- The Washington Times - Friday, March 11, 2011

By Kenneth Slawenski
Random House, $27, 464 pages, illustrated

The very best thing about the immortal anti-hero of “The Catcher in the Rye” will always be that he is the champion scourge of phonies, those irritating ubiquitous poseurs who bedevil those of us who value genuineness. But the next best thing that J.D. Salinger did in creating Holden Caulfield was to prove beyond a shadow of doubt that the ‘60s did not invent dropping out - or even the disaffected teenager.

Kenneth Slawenski’s biography of Salinger, published a year after his death, shows that, despite all his celebrated oddities, he was very much a man of his time who indeed was shaped by what was heaped onto the plates of those who came of age just in time to fight in World War II.

Still in his mid-20s when his three years in the military were over, Salinger was irreparably damaged by his experiences in combat and in liberating the victims of Nazi death camps, and it is clear from Mr. Slawenski’s profoundly sympathetic biography that the 6 1/2 decades of life still remaining to him were a kind of posthumous existence. Physically unscathed while so many around him were wounded or died, what he then saw in the camps was simply too much for him and he suffered a breakdown requiring hospitalization.

Although he appeared to recover quite rapidly and even continued his work in the de-Nazification of Germany for a while after being discharged from the Army, the wounds were deep and permanent. And they were the key to the oddity of his behavior - the reclusiveness, the excessive and obsessive quest for privacy - as well as to his abrupt cessation of publishing anything further nearly a half-century before his death.

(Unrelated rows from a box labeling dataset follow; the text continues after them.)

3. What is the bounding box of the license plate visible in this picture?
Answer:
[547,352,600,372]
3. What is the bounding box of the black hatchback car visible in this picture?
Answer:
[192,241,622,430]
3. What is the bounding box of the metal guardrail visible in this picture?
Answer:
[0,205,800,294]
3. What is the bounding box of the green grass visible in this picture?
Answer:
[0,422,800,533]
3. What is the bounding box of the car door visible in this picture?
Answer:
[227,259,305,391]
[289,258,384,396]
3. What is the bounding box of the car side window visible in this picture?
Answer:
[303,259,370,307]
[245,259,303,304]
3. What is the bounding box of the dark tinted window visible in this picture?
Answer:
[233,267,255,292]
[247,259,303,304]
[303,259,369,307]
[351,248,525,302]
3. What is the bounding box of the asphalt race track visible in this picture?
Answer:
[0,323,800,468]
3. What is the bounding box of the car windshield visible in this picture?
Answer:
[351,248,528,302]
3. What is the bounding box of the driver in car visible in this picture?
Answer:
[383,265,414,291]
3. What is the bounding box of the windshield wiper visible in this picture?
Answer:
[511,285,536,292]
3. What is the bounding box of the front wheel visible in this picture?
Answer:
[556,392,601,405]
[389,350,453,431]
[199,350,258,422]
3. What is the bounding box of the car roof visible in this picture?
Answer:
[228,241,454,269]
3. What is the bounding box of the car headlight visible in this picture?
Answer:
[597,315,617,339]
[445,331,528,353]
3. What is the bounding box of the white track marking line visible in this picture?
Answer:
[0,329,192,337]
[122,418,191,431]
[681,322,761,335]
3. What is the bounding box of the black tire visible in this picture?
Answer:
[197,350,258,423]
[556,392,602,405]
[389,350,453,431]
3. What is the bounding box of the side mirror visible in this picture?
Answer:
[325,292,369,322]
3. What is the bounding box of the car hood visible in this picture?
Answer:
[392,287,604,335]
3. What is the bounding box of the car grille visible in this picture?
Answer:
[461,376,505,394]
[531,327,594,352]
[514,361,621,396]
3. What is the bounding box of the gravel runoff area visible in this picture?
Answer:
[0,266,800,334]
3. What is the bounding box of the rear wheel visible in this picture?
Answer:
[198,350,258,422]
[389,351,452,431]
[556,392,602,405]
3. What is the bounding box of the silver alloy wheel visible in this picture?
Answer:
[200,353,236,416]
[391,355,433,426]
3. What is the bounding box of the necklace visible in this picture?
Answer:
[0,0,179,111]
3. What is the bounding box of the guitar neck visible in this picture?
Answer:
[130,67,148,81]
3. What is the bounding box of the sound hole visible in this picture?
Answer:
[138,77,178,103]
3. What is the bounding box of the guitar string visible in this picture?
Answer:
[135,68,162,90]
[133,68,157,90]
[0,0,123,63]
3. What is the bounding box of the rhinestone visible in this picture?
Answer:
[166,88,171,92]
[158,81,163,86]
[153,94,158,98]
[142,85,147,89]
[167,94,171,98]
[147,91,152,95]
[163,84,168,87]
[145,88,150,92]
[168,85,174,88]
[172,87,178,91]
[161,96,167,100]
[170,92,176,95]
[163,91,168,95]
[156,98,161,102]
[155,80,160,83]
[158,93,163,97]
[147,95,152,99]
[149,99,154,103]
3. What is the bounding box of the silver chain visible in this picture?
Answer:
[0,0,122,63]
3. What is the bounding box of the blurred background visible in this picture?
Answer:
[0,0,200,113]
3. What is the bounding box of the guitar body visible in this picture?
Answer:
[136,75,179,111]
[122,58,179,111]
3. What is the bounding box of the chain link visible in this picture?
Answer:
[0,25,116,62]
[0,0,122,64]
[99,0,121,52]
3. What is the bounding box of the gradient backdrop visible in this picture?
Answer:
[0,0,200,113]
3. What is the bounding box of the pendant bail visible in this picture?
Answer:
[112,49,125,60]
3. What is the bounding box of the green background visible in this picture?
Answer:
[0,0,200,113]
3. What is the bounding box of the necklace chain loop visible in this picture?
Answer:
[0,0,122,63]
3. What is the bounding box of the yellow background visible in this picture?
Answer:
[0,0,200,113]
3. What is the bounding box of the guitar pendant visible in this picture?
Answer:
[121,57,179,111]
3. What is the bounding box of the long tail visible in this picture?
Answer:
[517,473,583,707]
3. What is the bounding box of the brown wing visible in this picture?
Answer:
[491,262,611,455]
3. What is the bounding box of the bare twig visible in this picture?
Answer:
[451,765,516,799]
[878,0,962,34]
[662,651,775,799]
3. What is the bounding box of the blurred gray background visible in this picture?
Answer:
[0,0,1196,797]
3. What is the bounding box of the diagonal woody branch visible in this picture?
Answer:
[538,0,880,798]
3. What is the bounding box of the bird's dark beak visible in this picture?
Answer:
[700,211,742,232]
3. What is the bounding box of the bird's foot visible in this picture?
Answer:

Yet of course those wounds were also key to the power of what he did produce, poking up in that marvelous short story “For Esme, With Love and Squalor.” When he could bear to draw on his World War II experiences here and all too occasionally elsewhere, the result was magic. Sometimes, this effect was indirect, as his biographer understands:

“It is therefore with J.D. Salinger and the Second World War in mind that we should read Holden’s parting words in ‘The Catcher in the Rye’: ‘Don’t ever tell anybody anything. If you do, you start missing everybody.’ All the dead soldiers.”

But Mr. Slawenski is sensitive to the fragility as well as the power of this process in the writer’s consciousness and imagination:

“In Bavaria, Salinger’s fragile ties to normalcy were strained to the point of bursting, while at the same time his pockets burned with pages of ‘The Catcher in the Rye,’ with their scenes of children ice skating and little girls in soft blue dresses. During that chilly April of 1945, J.D. Salinger was changed forever, a witness not only to the carnage of innocents but to the mutilation of everything he cherished and had clung to for sanity. It was a nightmare that, once entered, created an indelible pain. ‘You could live a lifetime,’ he mourned, ‘and never really get the smell of burning flesh out of your nose.’ “

So it is clear from the biography’s exhaustive excavations of the lengthy timeline of the novel’s gestation, starting well before the war, that the book, which finally emerged to be published in 1951, was “changed, changed utterly” by what Salinger had experienced in 1944 and 1945.

At times, the biographer’s prose can be superheated, but on these occasions, it generally suits the terrible events being described. Salinger’s experience in the thick of the Normandy invasion was bad enough, what followed in the carnage of the Hurtgen Forest and in the Battle of the Bulge was even worse and Mr. Slawenski does justice to all this.

Where he tends to bog down is in his extremely detailed attention to the publishing history of Salinger’s short stories: where they were submitted, when they appeared. The way he is steeped in these stories and how they came to be created is something readers will appreciate, for he is adept not only at analyzing them but also at linking them, insightfully but never reductively, to Salinger’s life. But the details of their author’s efforts to place them in magazines is bound to be of only limited interest.

As long as he was alive, Salinger was unusually successful in preventing biographers from probing his life and work, not only refusing to cooperate but also not hesitating to go to court to enforce his copyright and protect his privacy. Mostly written while he was still alive and published at a time when it is not clear that his death has altered the ability to quote extensively from his oeuvre, this biography still shows some of the chilling effects of Salinger’s efforts. Still, it succeeds in showing that he was in some ways always a lost soul and definitely one after his wartime experiences.

And, after all, in Holden Caulfield, he created one of literature’s archetypal lost souls, so, terrible as it was for Salinger to be so burdened, it was not in vain.

Martin Rubin is a writer and critic in Pasadena, Calif.